The lead character of Rita O’Grady was extremely well portrayed by Emma Burgess. She has a super presence on stage and she was hardly off it throughout the show. She can sing well and act strongly. The applause she received at the end was fully justified. Rita is a loyal and hardworking housewife and mother who combines this with production line work and her growth into a real force to be reckoned with as the show moved on was marked.
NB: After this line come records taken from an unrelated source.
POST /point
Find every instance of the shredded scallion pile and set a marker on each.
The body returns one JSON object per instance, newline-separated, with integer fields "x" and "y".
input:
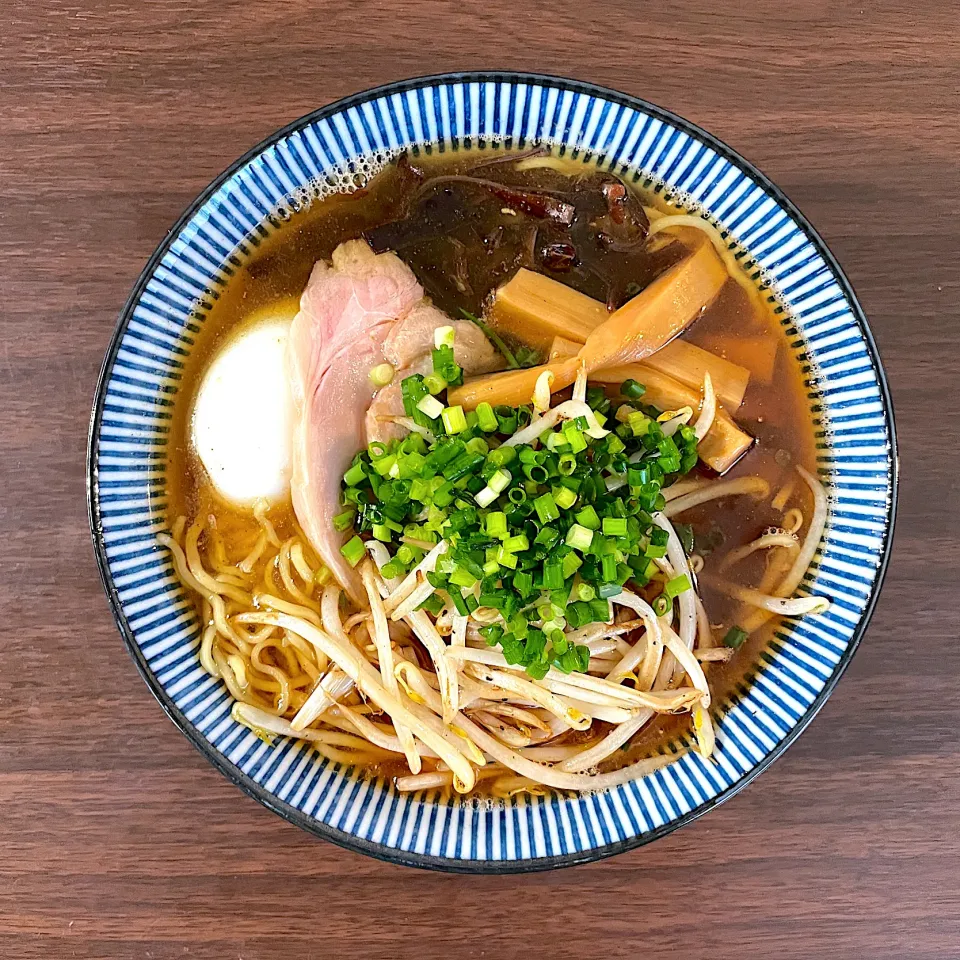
{"x": 542, "y": 534}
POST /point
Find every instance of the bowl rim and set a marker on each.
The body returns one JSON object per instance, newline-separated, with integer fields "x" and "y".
{"x": 344, "y": 838}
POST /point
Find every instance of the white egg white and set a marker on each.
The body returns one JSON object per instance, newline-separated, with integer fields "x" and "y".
{"x": 242, "y": 423}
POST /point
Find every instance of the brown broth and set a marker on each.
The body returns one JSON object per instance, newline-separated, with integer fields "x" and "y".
{"x": 777, "y": 413}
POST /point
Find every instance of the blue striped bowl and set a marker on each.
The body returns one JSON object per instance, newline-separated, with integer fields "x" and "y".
{"x": 159, "y": 326}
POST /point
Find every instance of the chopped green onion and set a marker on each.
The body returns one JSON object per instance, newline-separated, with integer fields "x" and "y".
{"x": 430, "y": 406}
{"x": 500, "y": 481}
{"x": 487, "y": 419}
{"x": 546, "y": 508}
{"x": 343, "y": 521}
{"x": 614, "y": 526}
{"x": 454, "y": 420}
{"x": 353, "y": 551}
{"x": 496, "y": 523}
{"x": 630, "y": 388}
{"x": 434, "y": 384}
{"x": 661, "y": 605}
{"x": 382, "y": 374}
{"x": 589, "y": 518}
{"x": 585, "y": 592}
{"x": 677, "y": 585}
{"x": 354, "y": 475}
{"x": 579, "y": 537}
{"x": 735, "y": 638}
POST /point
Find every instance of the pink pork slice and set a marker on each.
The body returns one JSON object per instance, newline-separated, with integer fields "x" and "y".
{"x": 361, "y": 310}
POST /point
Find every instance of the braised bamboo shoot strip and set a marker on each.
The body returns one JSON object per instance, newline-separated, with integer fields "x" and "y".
{"x": 654, "y": 317}
{"x": 554, "y": 317}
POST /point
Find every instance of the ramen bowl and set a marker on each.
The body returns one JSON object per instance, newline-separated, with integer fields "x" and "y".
{"x": 163, "y": 319}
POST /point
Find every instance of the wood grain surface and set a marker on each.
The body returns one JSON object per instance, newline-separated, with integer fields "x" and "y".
{"x": 117, "y": 840}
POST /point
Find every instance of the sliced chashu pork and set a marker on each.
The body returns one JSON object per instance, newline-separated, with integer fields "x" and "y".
{"x": 409, "y": 348}
{"x": 361, "y": 310}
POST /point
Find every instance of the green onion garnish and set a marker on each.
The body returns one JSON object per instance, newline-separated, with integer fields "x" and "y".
{"x": 735, "y": 638}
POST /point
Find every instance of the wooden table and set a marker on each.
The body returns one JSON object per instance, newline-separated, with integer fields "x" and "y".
{"x": 116, "y": 838}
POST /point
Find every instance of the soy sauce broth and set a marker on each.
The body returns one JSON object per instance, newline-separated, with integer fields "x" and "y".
{"x": 461, "y": 246}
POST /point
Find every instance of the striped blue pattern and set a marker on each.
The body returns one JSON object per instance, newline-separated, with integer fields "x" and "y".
{"x": 163, "y": 319}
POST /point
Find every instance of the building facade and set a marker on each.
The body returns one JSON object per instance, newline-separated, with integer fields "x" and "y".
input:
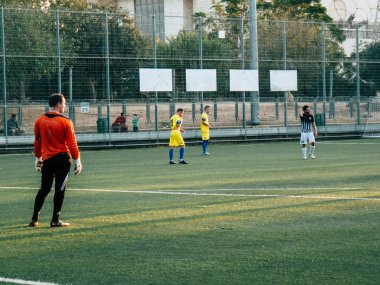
{"x": 171, "y": 16}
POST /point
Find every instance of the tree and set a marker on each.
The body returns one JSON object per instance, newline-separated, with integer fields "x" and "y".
{"x": 182, "y": 52}
{"x": 302, "y": 20}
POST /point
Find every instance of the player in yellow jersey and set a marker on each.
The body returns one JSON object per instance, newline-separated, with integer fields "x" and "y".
{"x": 176, "y": 137}
{"x": 205, "y": 129}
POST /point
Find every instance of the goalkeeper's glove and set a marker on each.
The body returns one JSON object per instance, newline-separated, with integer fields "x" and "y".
{"x": 38, "y": 164}
{"x": 77, "y": 166}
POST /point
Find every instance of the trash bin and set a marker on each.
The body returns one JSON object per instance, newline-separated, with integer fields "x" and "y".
{"x": 319, "y": 120}
{"x": 102, "y": 125}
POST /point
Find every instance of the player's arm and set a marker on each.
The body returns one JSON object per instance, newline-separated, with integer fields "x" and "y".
{"x": 73, "y": 147}
{"x": 315, "y": 129}
{"x": 37, "y": 140}
{"x": 205, "y": 123}
{"x": 178, "y": 126}
{"x": 37, "y": 148}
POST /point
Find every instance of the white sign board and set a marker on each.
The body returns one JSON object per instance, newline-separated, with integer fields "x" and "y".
{"x": 244, "y": 80}
{"x": 283, "y": 80}
{"x": 84, "y": 107}
{"x": 156, "y": 80}
{"x": 198, "y": 80}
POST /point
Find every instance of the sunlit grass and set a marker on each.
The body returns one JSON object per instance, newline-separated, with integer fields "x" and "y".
{"x": 261, "y": 216}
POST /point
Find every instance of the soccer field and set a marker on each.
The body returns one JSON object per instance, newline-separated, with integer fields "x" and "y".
{"x": 246, "y": 214}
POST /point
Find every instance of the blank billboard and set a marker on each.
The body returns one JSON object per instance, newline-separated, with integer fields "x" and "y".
{"x": 283, "y": 80}
{"x": 244, "y": 80}
{"x": 155, "y": 80}
{"x": 198, "y": 80}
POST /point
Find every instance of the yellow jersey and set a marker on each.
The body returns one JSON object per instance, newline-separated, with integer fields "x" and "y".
{"x": 204, "y": 119}
{"x": 175, "y": 122}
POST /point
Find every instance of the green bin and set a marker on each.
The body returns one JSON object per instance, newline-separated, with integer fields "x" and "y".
{"x": 102, "y": 125}
{"x": 319, "y": 120}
There are loads of parts for the girls in this show and all of them performed with aplomb, Katherine Fitzgerald leading the way as Beryl Wood in a superb performance with exquisite timing. Other stand out performances from the production line came from Sarah Brodie (Sandra), Georgia Wormald (Clare), Michelle Metcalfe (Cass) and Linda Burgess as shop steward Connie. I should also mention Hannah Wilson as the company MD’s wife, Lisa Hopkins, who befriends Rita.
Sarah North was very good as Barbara Castle and it’s not easy playing real characters, although we all try to do that! Her song, ‘Ideal World’ isn’t easy and she performed it extremely well.
Now to the men! Joe Porte portrayed Rita’s husband, Eddie, and very nicely, but if I’m honest at times I didn’t feel the love between them. Support yes but I thought the affection was lacking a bit.
Once again there are a lot of parts available and I thought that, as usual, the strength of the society’s team of performers was well to the fore. Neal Edlin played Harold Wilson, complete with gannex mac, and, as with Sarah’s portrayal, was believable. Kevin Hickson showed us another very good character in Monty the Union Rep and Richard Foot was right as Jeremy Hopkins, Ford’s MD.
One of the strongest numbers in the show is ‘This is America’ which opens the second half and here we had Chris Holmes as a super, well controlled, Ford USA Executive, Mr Tooley. A great number complete with cheer leaders and well up to Director/Choreographer Martin Beaumont’s exacting standards.
As with the girls there was excellent support from all the other men (I could probably name them all) but, almost stealing the show, was Russell Fallon as Cortina Man in the car’s launch scene. Wonderful!
There was some good singing all through the performance but the sound balance was not good which was disappointing. There are some super numbers in the show and the cast did well with their accents but this did not help them get their words across at times. The set, lighting and costumes were fine and signature choreography enjoyable and suitably show-bizzy for me!
Times were difficult back in the day in Dagenham and this production got that message across.